MCP Security: Why Nobody Audits AI Agent Permissions
┌──────────────────────┐
│ trust │ control │
├──────────────────────┤
│ ? │ ✓ │
│ magic │ files │
│ agent │ tools │
└──────────────────────┘
personal AI isn’t a trust problem — it’s a control problem. this week’s signals show developers choosing explicit control over magic convenience.
MCP Server Security: The Audit Nobody Does
someone built a risk analysis database for every public MCP server. turns out the thing that makes agents powerful — access to real tools — is also what makes them dangerous.
nobody’s reading the code before installing filesystem access or database MCPs. we trust the vibes. the gap: no good way to sandbox or audit what your AI can actually do. you either trust everything or trust nothing.
strength: ■■■■□
why it matters: personal AI needs a local-first security model. can’t rely on centralized trust when the agent has root access. see also: sandboxing security guide .

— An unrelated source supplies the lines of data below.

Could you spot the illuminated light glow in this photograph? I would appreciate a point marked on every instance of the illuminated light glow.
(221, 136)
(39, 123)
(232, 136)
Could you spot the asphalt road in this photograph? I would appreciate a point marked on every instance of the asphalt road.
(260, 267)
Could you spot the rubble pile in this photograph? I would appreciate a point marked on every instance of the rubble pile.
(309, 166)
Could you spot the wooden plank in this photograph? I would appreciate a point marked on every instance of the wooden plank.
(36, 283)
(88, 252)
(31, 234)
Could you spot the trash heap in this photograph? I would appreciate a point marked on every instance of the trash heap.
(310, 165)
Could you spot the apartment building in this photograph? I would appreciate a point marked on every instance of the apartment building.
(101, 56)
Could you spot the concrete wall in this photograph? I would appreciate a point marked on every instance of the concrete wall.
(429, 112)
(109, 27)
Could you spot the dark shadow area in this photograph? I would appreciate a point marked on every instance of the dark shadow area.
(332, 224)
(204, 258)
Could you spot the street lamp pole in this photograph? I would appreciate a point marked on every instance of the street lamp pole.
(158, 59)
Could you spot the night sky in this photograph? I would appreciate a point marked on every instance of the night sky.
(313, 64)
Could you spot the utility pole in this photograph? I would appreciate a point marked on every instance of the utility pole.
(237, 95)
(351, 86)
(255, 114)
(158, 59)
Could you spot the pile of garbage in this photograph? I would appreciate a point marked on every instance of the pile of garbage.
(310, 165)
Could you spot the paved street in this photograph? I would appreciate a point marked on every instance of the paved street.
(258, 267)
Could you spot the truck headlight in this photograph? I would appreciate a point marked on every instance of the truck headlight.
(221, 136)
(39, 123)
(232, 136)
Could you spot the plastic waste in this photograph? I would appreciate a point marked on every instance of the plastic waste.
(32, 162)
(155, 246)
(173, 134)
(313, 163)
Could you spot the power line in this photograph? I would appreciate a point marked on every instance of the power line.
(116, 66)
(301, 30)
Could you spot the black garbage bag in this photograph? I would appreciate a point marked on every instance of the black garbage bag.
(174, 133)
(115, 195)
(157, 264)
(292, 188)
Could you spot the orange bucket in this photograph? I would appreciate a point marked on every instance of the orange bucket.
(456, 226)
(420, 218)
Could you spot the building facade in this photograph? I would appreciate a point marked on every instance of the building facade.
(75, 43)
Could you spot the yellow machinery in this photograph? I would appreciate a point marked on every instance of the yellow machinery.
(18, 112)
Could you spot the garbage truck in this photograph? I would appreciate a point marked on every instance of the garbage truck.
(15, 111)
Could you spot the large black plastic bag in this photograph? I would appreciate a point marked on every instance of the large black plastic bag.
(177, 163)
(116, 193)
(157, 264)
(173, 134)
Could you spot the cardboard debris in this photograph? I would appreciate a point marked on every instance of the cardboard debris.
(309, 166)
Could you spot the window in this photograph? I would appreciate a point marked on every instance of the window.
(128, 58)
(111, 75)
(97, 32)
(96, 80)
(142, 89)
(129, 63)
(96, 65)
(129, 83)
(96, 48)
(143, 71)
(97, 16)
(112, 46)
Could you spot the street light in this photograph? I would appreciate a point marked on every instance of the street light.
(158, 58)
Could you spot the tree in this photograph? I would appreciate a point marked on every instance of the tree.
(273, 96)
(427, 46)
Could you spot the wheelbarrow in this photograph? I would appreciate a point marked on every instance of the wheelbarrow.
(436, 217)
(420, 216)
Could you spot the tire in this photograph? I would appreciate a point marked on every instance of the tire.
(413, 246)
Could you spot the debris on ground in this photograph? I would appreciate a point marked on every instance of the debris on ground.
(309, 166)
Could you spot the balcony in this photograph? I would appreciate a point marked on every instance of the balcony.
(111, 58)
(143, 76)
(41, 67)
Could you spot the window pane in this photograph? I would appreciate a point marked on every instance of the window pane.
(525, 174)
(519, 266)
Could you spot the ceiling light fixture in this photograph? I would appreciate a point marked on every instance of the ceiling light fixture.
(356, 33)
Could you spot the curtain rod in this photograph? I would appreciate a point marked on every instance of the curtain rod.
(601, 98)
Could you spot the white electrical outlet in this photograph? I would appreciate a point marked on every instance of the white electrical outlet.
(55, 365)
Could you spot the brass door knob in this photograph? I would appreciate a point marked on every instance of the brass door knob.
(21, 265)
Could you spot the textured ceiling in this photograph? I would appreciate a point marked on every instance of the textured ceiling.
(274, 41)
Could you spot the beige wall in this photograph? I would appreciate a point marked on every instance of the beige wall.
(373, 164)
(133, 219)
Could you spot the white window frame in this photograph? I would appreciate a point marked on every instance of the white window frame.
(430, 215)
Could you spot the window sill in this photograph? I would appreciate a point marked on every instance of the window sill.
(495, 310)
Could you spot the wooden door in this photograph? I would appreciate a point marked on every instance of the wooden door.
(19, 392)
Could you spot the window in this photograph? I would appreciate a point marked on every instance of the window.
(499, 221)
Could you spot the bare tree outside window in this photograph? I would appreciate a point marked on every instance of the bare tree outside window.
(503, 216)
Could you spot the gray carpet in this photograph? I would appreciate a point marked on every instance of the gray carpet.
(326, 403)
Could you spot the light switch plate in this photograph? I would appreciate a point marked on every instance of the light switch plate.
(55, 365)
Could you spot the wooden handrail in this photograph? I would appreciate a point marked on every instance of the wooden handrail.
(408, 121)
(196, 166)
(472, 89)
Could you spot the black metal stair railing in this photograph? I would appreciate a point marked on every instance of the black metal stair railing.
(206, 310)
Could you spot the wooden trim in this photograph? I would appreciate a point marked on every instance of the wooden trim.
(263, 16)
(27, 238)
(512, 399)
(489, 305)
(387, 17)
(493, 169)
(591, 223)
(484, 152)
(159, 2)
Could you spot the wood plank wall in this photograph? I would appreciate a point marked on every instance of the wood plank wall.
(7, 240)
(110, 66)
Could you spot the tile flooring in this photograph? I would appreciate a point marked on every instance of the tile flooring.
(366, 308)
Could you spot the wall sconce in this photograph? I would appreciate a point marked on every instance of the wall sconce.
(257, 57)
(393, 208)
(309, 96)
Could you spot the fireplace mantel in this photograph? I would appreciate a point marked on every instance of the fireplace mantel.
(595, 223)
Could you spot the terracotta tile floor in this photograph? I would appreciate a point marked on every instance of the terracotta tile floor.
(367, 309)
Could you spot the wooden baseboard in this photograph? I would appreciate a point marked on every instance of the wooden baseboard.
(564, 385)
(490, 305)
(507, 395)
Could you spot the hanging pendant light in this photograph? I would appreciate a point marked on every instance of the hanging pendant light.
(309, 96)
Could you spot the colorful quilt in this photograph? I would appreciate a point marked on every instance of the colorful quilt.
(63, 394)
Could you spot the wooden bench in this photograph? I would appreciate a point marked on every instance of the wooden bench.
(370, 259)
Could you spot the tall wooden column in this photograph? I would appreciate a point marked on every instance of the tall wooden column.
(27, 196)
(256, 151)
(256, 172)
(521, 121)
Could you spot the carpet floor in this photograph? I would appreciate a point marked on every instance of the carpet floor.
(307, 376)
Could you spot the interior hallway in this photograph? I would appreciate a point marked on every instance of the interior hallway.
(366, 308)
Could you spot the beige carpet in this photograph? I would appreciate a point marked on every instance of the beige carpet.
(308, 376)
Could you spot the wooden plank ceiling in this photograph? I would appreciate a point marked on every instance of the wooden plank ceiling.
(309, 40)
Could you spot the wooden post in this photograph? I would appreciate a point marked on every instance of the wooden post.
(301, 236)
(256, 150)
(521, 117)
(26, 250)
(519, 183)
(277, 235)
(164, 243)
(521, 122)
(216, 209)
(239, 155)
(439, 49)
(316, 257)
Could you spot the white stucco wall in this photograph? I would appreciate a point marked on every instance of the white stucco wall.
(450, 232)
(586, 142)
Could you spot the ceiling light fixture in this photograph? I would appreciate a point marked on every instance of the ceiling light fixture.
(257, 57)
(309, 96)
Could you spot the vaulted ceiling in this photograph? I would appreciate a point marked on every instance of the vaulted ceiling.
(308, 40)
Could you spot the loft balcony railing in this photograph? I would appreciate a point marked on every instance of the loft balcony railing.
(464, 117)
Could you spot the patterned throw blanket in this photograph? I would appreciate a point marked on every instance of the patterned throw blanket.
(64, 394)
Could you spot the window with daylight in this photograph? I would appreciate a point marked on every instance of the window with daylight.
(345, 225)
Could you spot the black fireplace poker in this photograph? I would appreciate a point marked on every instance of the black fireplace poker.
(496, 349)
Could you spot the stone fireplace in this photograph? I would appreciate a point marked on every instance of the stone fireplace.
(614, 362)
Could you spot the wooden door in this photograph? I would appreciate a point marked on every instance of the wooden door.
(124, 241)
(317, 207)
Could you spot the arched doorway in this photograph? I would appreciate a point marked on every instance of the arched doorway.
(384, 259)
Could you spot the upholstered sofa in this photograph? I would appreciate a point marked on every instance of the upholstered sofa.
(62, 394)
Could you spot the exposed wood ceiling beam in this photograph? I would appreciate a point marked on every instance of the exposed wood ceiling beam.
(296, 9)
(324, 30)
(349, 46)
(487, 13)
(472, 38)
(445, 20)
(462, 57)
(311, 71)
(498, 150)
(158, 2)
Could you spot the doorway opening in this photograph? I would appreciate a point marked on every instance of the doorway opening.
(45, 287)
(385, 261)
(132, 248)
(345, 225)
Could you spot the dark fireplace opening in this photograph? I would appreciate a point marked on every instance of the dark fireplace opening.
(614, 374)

Markdown Files Beat AI Memory Features
developers are ditching built-in “memory” features in Claude and ChatGPT. instead: .md files they explicitly reference.
quote from HN : “full visibility into what’s in context. no mystery recalls from weeks ago. easier debugging when behavior drifts.”
the pattern: AGENTS.md , project notes, manual context management. more work but actually reliable. people want control over what the AI knows, not magic.
strength: ■■■□□
why it matters: reveals core UX problem. transparent context beats opaque memory. this is why portable identity matters.
Artifact Keeper: Self-Hosted Package Registry (MIT)
dev built an open-source alternative to Artifactory/Nexus in Rust. supports 45+ package formats. security scanning, SSO, replication — all MIT licensed. no enterprise tier, no feature gates, no surprise invoices.
built by someone who “keeps getting pulled into DevOps” and decided to automate the pain away.
strength: ■■■□□
why it matters: pattern emerging — personal infrastructure built by individuals, not bought from SaaS. same energy as self.md: own your stack.
AGENTS.md Maturity: Three Stages of AI Workflow
someone mapped three stages of AI workflow evolution:
- stage 1: static checklist (AGENTS.md with rules)
- stage 2: rules generated from failures (each bug → new rule)
- stage 3: AI proposes its own rules based on patterns (doesn’t exist yet)
quote: “stage 1 rots. nobody updates the checklist. stage 2 scales but feels like teaching a junior dev who never graduates. stage 3 is where we’re headed but isn’t here.”
strength: ■■■■□
why it matters: reveals the meta-problem — we’re still figuring out how to teach AI systems. self.md needs a learning layer.
Vibe Coding Backlash: From Hype to Skepticism
interesting pattern in HN comments: people either love AI coding or think it produces unmaintainable spaghetti. the term “vibe coding” itself is becoming pejorative.
those who succeed: explicit constraints (AGENTS.md, test harnesses, incremental tasks). those who fail: prompt and pray.
strength: ■■□□□
why it matters: signal that the discourse shifted from “does it work” to “how to make it reliable.” maturity phase. tools that solve reliability win.